Applying Hypothesis Testing

class: center, middle, inverse, title-slide

.title[
# Applying Hypothesis Testing
]
.subtitle[
## Part 2: How to Do It
]
.date[
### Updated 2023-02-28
]

---

# Recap

- We are trying to characterize the *uncertainty* in our estimate that comes from sampling variation
- One way to do this is to characterize the sampling distribution: show the standard error and construct a confidence interval
- Another is if we have a *null hypothesis* of interest - for parameters giving relationships like slopes, usually that the parameter is 0 (no relationship)
- Then we can look at the sampling distribution *assuming the null is true* and see if our actual result is too weird to believe; if it is, reject the null!

---

# The Null Distribution

- Hypothesis testing centers around the concept of the sampling distribution and, further, the null distribution
- We've talked so far about parameters that have a normal sampling distribution, i.e. follow a normal distribution
- This is a key assumption to have made
- We have to have an idea of what the null distribution of our parameter *is* in order to figure out *how weird* our result is

---

# The Normal Null

- Let's talk about the normal distribution some more to get more intuition on what's happening, then branch out. 
- When we have an estimate, like `$\hat{\beta}_1$`, that follows a normal distribution, we know that the sampling distribution:
    - Is symmetric
    - Can be wider or narrower depending on the standard error
    - Can be transformed into a "standard normal" (mean 0 and standard deviation 1) by subtracting the mean and dividing by the standard deviation

---

# The Normal Null

- Because of that last point, when evaluating an estimate like `$\hat{\beta}_1$` we will transform it into a *Z-score*, which is

`$$\frac{\hat{\beta}_1 - Null}{s.e.(\hat{\beta_1})}$$`

- That is, we subtract our null hypothesis value and divide by the standard error
- This Z-score is our *test statistic*
- The thing about test statistics in general (Z-scores, t-scores, F statistics, Chi square statistics, etc.) and why we want them: *we know their sampling distribution very well*

---

# The Normal Null

- Why do this transformation?

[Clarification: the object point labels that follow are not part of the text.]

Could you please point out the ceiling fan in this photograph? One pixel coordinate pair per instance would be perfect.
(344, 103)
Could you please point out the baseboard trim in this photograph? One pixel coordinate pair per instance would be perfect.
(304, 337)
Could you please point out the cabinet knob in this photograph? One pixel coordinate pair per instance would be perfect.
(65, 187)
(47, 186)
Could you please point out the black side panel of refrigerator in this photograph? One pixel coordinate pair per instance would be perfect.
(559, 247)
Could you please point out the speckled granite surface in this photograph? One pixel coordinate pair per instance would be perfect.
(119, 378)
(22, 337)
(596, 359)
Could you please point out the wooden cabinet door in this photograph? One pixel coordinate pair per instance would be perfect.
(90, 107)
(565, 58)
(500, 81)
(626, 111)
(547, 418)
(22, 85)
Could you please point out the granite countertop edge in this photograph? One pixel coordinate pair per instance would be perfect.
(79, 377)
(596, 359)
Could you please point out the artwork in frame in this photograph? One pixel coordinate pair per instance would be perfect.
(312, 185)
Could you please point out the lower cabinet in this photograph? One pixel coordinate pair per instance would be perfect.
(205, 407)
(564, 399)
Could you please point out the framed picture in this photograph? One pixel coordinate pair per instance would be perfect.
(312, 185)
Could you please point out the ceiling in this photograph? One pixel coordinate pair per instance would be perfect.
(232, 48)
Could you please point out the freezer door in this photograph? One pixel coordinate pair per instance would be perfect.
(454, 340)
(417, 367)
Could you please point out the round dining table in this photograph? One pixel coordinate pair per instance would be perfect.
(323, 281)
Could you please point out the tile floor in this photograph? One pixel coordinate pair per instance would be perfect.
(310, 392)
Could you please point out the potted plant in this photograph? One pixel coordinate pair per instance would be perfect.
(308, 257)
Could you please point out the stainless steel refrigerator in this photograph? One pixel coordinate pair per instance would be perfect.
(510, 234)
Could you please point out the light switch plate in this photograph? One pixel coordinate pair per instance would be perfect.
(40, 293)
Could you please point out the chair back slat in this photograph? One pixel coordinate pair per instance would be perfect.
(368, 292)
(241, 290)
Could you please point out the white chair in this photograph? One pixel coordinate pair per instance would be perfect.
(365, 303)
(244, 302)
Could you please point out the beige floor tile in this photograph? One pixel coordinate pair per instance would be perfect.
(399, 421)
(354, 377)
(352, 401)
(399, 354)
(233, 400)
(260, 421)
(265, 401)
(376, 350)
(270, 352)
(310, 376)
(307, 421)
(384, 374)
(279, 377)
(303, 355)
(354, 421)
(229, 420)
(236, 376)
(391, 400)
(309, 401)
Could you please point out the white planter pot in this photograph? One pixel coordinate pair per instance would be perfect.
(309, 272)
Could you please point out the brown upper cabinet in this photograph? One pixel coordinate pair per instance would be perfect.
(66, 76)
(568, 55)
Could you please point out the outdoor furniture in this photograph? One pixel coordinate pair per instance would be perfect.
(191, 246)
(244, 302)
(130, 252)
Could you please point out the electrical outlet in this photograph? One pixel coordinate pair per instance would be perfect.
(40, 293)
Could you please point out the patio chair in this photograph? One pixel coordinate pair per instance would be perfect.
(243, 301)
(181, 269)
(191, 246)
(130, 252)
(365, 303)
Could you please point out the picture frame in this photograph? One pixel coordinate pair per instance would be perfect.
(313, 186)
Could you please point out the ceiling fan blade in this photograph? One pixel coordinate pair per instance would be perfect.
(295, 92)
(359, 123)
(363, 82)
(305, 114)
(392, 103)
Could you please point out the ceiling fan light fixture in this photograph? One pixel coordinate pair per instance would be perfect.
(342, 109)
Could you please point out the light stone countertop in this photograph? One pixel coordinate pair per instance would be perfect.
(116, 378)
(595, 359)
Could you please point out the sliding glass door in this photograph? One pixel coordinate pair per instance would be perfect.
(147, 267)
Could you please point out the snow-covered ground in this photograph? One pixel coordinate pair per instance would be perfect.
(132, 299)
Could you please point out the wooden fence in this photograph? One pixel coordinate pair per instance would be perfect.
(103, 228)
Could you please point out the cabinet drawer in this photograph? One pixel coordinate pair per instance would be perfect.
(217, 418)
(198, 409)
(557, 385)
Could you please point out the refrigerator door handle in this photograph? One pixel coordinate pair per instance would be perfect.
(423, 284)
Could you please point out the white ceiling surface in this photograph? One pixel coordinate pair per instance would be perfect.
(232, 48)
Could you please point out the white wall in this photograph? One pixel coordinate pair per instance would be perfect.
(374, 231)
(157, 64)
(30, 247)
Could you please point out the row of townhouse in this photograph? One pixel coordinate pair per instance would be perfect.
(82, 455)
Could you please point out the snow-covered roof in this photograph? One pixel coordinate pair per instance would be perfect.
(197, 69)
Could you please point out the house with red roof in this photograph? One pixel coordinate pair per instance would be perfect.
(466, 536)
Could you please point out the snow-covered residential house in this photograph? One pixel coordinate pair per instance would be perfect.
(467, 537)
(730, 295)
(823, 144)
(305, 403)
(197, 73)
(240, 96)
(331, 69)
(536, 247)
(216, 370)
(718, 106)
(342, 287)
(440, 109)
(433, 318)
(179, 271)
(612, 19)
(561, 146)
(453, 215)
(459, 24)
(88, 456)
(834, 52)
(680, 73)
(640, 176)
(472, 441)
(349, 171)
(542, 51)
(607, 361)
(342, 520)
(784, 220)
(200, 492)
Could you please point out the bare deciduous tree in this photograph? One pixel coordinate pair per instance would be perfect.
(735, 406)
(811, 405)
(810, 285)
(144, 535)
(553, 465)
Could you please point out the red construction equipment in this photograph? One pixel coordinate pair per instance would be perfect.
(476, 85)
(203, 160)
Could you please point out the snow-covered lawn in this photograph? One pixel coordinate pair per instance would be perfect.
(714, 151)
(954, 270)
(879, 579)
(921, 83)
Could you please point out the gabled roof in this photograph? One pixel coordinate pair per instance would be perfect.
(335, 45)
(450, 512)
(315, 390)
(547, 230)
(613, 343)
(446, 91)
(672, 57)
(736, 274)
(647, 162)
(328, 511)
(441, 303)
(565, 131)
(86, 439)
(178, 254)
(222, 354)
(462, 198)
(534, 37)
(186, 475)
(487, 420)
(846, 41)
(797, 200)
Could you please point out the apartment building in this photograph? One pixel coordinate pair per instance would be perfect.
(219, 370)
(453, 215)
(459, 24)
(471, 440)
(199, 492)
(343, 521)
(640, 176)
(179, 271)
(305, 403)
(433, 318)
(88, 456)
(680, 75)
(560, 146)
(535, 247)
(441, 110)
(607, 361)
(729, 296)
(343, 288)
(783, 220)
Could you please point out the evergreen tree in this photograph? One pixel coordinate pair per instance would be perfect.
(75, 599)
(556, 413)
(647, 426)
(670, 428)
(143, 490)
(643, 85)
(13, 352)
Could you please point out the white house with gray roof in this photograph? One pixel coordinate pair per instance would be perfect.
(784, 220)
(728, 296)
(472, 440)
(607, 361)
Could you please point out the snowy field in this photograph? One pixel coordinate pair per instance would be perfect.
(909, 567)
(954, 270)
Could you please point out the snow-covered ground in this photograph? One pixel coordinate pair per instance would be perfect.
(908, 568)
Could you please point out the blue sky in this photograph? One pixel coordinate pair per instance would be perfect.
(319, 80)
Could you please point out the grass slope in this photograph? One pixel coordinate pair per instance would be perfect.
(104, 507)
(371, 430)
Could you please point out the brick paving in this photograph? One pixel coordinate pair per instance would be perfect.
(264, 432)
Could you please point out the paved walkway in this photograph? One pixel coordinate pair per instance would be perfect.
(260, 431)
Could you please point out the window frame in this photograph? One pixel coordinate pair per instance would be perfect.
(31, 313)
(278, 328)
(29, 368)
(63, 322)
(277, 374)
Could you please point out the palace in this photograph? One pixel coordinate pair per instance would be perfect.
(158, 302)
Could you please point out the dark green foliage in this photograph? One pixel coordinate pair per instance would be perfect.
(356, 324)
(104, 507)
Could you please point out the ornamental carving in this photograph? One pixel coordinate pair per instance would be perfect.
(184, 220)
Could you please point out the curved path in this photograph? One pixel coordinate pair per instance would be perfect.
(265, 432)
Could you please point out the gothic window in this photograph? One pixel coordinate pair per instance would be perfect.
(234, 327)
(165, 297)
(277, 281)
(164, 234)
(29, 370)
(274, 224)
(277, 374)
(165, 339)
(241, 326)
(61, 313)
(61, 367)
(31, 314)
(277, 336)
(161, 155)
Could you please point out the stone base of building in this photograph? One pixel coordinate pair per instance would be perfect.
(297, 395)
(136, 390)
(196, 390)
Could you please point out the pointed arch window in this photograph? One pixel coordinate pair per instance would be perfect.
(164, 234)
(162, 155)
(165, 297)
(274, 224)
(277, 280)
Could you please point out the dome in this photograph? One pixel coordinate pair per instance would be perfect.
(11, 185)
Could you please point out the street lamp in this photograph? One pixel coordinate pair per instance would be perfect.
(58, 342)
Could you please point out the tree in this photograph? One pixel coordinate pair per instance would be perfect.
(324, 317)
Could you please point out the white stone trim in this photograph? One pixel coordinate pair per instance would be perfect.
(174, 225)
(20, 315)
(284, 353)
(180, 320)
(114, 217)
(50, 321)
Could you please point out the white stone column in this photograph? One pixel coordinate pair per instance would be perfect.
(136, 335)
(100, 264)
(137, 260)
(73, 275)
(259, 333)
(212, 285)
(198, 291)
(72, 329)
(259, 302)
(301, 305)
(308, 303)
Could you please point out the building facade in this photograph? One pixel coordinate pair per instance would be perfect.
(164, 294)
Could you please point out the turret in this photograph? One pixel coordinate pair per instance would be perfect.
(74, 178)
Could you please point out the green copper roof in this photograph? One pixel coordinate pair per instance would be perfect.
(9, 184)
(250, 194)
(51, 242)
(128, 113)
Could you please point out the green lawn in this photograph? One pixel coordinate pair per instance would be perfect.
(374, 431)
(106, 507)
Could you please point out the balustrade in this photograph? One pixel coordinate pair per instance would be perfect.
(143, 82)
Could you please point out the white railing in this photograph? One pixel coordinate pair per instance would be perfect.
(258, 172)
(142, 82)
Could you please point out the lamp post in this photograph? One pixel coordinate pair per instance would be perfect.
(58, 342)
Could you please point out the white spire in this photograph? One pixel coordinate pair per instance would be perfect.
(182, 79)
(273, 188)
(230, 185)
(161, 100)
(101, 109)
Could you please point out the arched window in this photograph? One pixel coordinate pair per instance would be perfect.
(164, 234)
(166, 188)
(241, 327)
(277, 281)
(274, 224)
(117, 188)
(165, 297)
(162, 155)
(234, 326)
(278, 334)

Because the *sampling distribution of `$Z$` assuming the null is true* is a normal with mean `$Null$` and standard error `$s.e.(\beta_1)$`
- So by subtracting the null (mean of the sampling distribution) and dividing by `$s.e.(\beta_1)$` (standard deviation of the sampling distribution), the distribution under the null becomes a normal with mean-0 and standard-deviation-1, the standard normal. Very easy to work with!
- The sampling distribution *of `$\hat{\beta}_1$`* under the null was the original normal distribution we started with, but the sampling distribution *of the Z-Score* under the null is a normal with mean 0 and s.d. 1
- So if 2.5% of the area of the distribution is above our original estimate of `$4.92$` in the original null distribution with mean `$1$` and s.e. `$2$`, then 2.5% of the area will also be above our Z-score of `$(4.92-1)/2$` in the standard normal

---

# The Normal Null

- This brings us to the concept of *critical values*
- When we pick an `$\alpha$`, we will reject the null if the p-value is below `$\alpha$`
- This happens if `$\hat{\beta}_1$` is a certain distance away from the null or farther
- If we use the *same distribution every time* (standard null), that distance will always be the same!
- So instead of checking the percentage under the distribution every time, we just figure out a critical value and see if we're farther away from that. Much easier!

---

# The Normal Null

- For the standard normal, 5% is outside the bounds of `$Z = -1.96$` and `$Z = 1.96$` (2.5% on each side - a two-sided test!) Remember this number?
- For 10% it's 1.65 and for 1% it's 2.58. How much area is in each shaded part?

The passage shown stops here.